He didn't lie about politics, he lied about a silly affair, which I thought gentlemen were supposed to do. THAT was the end result of a 6 year witch hunt that found nothing based on its supposed subject. 

ANOTHER Pub disgrace and stupid distraction from governing. Another reason you live in an alternate BS universe. NO DEM political lies like the Pub ones you're DROWNING in, dupe. See sig pp3 etc. Now, one political Dem lie, PERIOD, chump of greedy rich idiots?


----------



## beagle9 (Feb 19, 2013)

Mustang said:


> If Dick Cheney was a leader of a country other than our own, and he pushed for war with another country as intensely as he did here for reasons that later turned out to be factually untrue after that war was launched and dragged on for years, killing tens (if not hundreds) of thousands of people, our gov't would likely insist that he be turned over to the ICC.


And your man Barack who backed the Arab Spring should be what ? How about his inaction on the middle east, especially after he endorsed much of the situations that have now blown up over there recently (even our getting an ambassador and others killed), and yet he has been absent vocally or truthfully about these situations for the most part since ? What has he done for the Syrians or for the Iranians that would have been endorsed by the United States if asked maybe, for whom these people had risen up against their rogue leaders as well ? What has he done to protect the gains made for the people of Iraq since their liberation ? Has he all but abandoned them now?  If he has, does this not negate the lives spent there by those who felt they were doing those people a service while there (boots on the ground), and this by liberating them from a real killer tyrant in which Sadam had become? 

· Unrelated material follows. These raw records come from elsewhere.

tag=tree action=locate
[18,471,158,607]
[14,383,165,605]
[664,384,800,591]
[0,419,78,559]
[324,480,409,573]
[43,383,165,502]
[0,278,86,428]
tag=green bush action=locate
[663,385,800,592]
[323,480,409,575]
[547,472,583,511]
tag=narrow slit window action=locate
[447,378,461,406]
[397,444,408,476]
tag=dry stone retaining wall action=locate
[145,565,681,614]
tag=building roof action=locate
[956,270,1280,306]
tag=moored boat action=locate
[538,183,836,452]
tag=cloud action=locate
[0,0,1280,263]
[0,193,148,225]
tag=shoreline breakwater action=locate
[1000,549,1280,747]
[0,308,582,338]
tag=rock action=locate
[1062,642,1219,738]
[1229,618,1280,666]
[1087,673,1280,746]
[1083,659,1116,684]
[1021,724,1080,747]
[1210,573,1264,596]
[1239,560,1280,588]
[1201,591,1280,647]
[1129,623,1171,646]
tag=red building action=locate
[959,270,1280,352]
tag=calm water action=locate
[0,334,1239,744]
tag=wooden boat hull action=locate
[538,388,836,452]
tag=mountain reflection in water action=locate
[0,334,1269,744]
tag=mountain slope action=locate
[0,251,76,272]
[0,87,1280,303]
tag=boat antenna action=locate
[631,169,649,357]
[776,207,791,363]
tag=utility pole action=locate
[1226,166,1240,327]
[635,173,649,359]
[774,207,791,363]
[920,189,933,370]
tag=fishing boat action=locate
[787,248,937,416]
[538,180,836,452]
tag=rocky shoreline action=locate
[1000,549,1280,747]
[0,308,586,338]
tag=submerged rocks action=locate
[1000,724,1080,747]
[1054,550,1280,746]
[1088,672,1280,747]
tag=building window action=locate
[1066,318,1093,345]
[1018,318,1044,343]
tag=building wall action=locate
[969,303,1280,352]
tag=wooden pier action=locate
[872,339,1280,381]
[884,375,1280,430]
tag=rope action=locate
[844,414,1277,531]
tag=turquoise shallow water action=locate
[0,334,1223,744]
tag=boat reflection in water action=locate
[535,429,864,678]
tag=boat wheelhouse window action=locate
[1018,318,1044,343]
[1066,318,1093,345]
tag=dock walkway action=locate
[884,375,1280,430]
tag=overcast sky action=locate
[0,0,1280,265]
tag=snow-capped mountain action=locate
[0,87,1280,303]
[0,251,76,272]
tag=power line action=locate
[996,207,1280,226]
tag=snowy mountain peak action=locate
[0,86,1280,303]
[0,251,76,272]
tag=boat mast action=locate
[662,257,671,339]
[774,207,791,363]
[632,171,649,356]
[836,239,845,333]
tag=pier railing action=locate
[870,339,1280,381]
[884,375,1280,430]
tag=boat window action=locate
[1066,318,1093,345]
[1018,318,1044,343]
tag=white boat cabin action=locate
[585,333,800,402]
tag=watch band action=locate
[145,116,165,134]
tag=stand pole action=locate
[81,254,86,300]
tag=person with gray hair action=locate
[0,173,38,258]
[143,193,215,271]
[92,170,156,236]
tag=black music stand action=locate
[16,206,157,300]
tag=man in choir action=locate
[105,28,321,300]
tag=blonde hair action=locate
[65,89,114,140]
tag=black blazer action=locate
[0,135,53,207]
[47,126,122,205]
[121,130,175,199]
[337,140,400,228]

At least George Bush took action against someone who was oppressive to his people, who was killing the Kurds with acid chemicals being dropped from Helicopters upon them, thus causing us to keep a no fly zone on him "Hussein", in order to save these people or to try and save them, then how about all the lies this dictator was constantly running from his ministry of misinformation, and his boasting and threats we had to endure constantly by this tyrant and his sons ?  How about those two sons of his, and their raping and pillaging the women at their low life sorry choosing ? How about the very reason we had to send in all these inspectors because of his taunts and lies and constant threats to the region ? How about his flight into Kuwait, and then us having to walk with gloves out of respect for his sympathizers found in the world, otherwise to not finish him off and his reign of terror then ? How about his threats to George Senior for order of his assassination after his pushing Sadam turned madman out of Kuwait? How about we ask the Kuwaiti's about Sadam being taken down finally, and see what they say ? How about we ask the new Iraqi Prime minister about Sadam being taken down and see what he say's? How about we ask the Saudi's about Sadam being taken down and see what they say ? Has the region without Sadam been a little safer for these people? I could go and on and on about the good that came from taking down Sadam, but it wouldn't fit with your smear campaign to protect Benghazi maybe, and the other problems that have come to past by either Barack Obama's actions or in-actions. Take your choice.


----------



## beagle9 (Feb 19, 2013)

Mac1958 said:


> PeterS said:
> 
> 
> > Mac1958 said:
> ...


The only way to get to the truth is by viewing always both sides of a story, issue, event or other.. I can't believe you actually made such a statement really.....wow

Oops this was meant for Peter... sorry..


----------



## initforme (Feb 19, 2013)

The show was very interesting.   But we all know those stockpiles of wmds.   Now where were they?


----------



## beagle9 (Feb 19, 2013)

Lakhota said:


> Bush 41 could have easily avoided the FIRST U.S.-Iraq War.
> 
> Bush 43 could have easily avoided the SECOND U.S.-Iraq War.


And what, let the Kuwaiti's fend for themselves, and forget about them as our friends along with our oil interest in which they were our allies on?


----------



## uscitizen (Feb 19, 2013)

Bush scammed us into war?

Amazing.
I knew that before we even invaded Iraq.

NOw the "brains" of the midia are figuring it out?

sheesh.

Of course I was saying this would be the great recession while the experts were saying just a 6 month adjustment...


----------



## Lakhota (Feb 19, 2013)

beagle9 said:


> Lakhota said:
> 
> 
> > Bush 41 could have easily avoided the FIRST U.S.-Iraq War.
> ...



Bush 41 suckered Saddam into invading Kuwait.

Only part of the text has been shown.